Some leading Wall Street banks, as my colleagues at Insider have reported, have started tracking employee badge swipes to see who's showing up. At JPMorgan, where CEO Jamie Dimon has said remote work "doesn't work for those who want to hustle," the swipe data is being used to create dashboards of attendance. Managers then use the data to enforce in-office quotas and crack down on staffers who aren't coming in enough. At Goldman, where CEO David Solomon has called working from home "an aberration that we are going to correct as quickly as possible," employees have been warned that their manager may reprimand them if they're not complying. If they're not at their desks by 10 a.m., they'll be marked as absent.

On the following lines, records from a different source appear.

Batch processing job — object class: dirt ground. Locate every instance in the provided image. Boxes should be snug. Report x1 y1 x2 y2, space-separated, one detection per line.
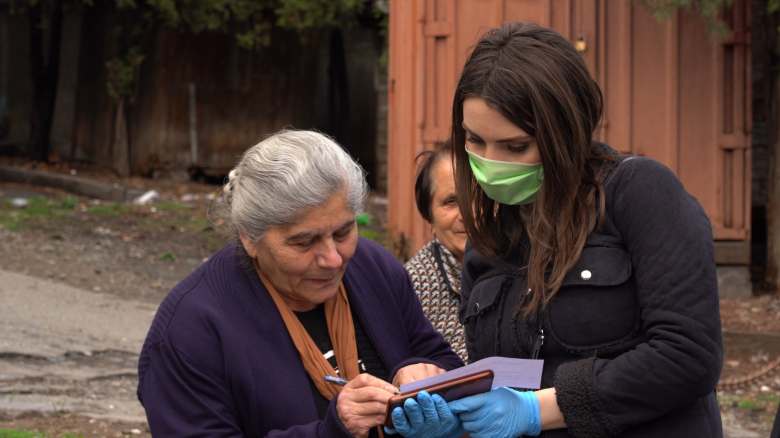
0 175 780 437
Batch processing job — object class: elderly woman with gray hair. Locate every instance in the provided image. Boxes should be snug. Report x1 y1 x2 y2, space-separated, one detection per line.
138 131 462 437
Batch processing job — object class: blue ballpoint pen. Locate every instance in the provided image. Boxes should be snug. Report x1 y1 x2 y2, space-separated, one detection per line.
325 376 349 386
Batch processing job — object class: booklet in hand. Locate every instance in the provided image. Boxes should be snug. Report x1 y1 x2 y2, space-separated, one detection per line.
385 356 544 427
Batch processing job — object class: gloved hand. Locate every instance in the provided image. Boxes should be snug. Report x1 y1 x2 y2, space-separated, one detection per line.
385 391 463 438
448 387 542 438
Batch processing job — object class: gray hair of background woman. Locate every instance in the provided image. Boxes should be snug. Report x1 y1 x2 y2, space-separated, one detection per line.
217 130 368 241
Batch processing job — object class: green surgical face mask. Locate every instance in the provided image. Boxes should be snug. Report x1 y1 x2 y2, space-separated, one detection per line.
466 149 544 205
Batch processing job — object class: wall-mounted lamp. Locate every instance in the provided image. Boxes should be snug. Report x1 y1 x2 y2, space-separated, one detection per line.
574 35 588 53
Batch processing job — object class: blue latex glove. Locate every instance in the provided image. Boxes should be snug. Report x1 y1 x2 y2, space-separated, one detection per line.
385 391 463 438
449 387 542 438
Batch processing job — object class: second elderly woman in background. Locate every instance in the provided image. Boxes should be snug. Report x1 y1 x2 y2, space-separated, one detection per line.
404 142 468 362
138 131 461 437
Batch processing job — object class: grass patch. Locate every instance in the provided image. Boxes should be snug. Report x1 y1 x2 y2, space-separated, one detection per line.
152 201 192 211
87 202 128 217
718 392 780 414
0 429 46 438
0 196 78 229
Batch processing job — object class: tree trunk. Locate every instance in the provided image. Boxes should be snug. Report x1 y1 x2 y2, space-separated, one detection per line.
28 0 62 161
111 98 130 177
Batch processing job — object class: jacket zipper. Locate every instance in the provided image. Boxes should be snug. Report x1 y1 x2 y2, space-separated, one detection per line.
531 327 544 359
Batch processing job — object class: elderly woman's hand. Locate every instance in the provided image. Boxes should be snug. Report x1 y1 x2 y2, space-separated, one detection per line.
336 373 398 438
393 363 444 386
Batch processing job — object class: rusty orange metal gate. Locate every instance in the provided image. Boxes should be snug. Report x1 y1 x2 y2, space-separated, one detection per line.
388 0 750 263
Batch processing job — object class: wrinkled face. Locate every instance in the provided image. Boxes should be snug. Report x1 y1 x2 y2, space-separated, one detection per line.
241 191 358 311
431 157 466 260
463 97 542 164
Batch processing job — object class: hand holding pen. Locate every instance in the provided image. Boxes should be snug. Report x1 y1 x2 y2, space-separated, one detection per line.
330 373 398 436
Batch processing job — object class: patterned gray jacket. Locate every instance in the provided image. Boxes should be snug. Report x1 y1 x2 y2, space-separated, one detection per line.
404 239 468 362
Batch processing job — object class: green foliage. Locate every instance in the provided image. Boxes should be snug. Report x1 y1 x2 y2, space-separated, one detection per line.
0 429 45 438
106 46 144 100
766 0 780 14
102 0 376 100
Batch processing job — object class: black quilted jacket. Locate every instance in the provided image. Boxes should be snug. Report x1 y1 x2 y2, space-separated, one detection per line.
460 154 723 438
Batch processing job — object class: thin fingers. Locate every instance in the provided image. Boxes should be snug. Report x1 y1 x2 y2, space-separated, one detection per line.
390 406 412 435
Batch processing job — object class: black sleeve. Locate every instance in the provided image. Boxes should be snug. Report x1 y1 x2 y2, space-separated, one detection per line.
555 158 722 437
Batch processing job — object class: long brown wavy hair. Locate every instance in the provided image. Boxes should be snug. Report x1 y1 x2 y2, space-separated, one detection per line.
452 23 612 315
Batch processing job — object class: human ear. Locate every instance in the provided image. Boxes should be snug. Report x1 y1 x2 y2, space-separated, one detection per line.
238 234 257 259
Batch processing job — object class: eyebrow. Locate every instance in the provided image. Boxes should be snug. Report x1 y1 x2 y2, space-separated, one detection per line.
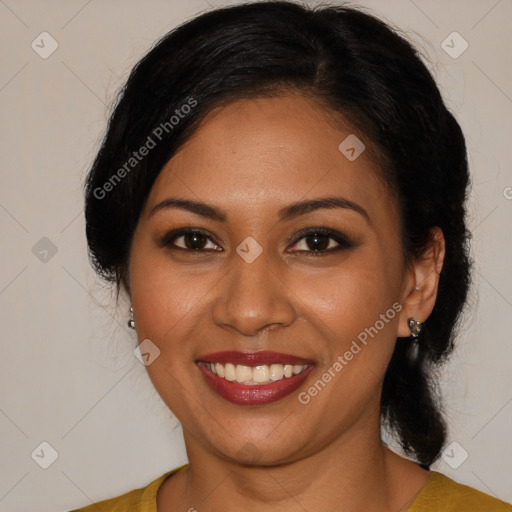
148 197 371 223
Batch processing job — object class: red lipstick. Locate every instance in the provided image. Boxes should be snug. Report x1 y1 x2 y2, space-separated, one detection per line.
196 350 313 366
196 351 314 405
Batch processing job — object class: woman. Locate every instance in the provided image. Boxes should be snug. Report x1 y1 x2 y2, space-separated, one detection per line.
74 2 511 512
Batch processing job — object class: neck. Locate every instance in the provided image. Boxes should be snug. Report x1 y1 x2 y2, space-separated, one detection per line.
163 422 428 512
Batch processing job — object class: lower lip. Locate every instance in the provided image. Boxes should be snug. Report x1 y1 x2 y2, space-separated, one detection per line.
198 363 313 405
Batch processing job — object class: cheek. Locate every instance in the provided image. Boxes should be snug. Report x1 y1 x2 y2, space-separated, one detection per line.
296 244 401 338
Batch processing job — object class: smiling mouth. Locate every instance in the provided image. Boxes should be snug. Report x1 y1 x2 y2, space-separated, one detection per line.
196 351 314 405
197 363 308 386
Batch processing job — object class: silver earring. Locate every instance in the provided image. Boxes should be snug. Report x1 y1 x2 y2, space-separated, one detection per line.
128 307 135 329
407 318 423 339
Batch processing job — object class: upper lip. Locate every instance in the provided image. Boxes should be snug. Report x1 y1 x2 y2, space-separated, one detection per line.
196 350 313 366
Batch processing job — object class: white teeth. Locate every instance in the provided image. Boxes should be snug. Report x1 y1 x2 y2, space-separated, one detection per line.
224 363 236 381
270 364 284 380
252 364 270 384
235 364 252 382
207 363 307 385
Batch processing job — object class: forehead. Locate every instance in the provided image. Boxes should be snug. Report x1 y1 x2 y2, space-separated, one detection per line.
144 94 392 222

So far, few employers have been willing to go to such extreme lengths to rein in violators. But if we're hit by a recession and jobs get scarce, employers won't be so worried about losing their workers to competitors. And as more businesses start to enforce their back-to-office edicts, such hardline approaches could gradually become the norm. As we saw last year with the debate over vaccine mandates, few employers aside from hospitals dared to require them at first. But once mandates reached a sort of critical mass, they became widely implemented. Employers right now are in a similar wait-and-see mode. "No employer wants to go out on a limb and be the first employer" to threaten termination, Zaletel says, because "their competitors will swoop up their top talent in this really competitive market."
For now, the US's office-reluctant professionals are enjoying the freedom and flexibility of working from home that their employers don't want them to have. And many are determined to milk the Great Resistance for as long as they can get away with it. When I ask Stanley, who resisted his employer's return-to-office mandate for a full year, what his advice would be to would-be rulebreakers, he sounds more like a rebel strategist than a technical writer.
"The best thing I would recommend is having a backup plan in place, whether that's a savings account that can weather you until you get a new job or a conditional job offer," he says. "Taking that leap sometimes is good because it shows you where your values are and what you're willing to do to stand up for them."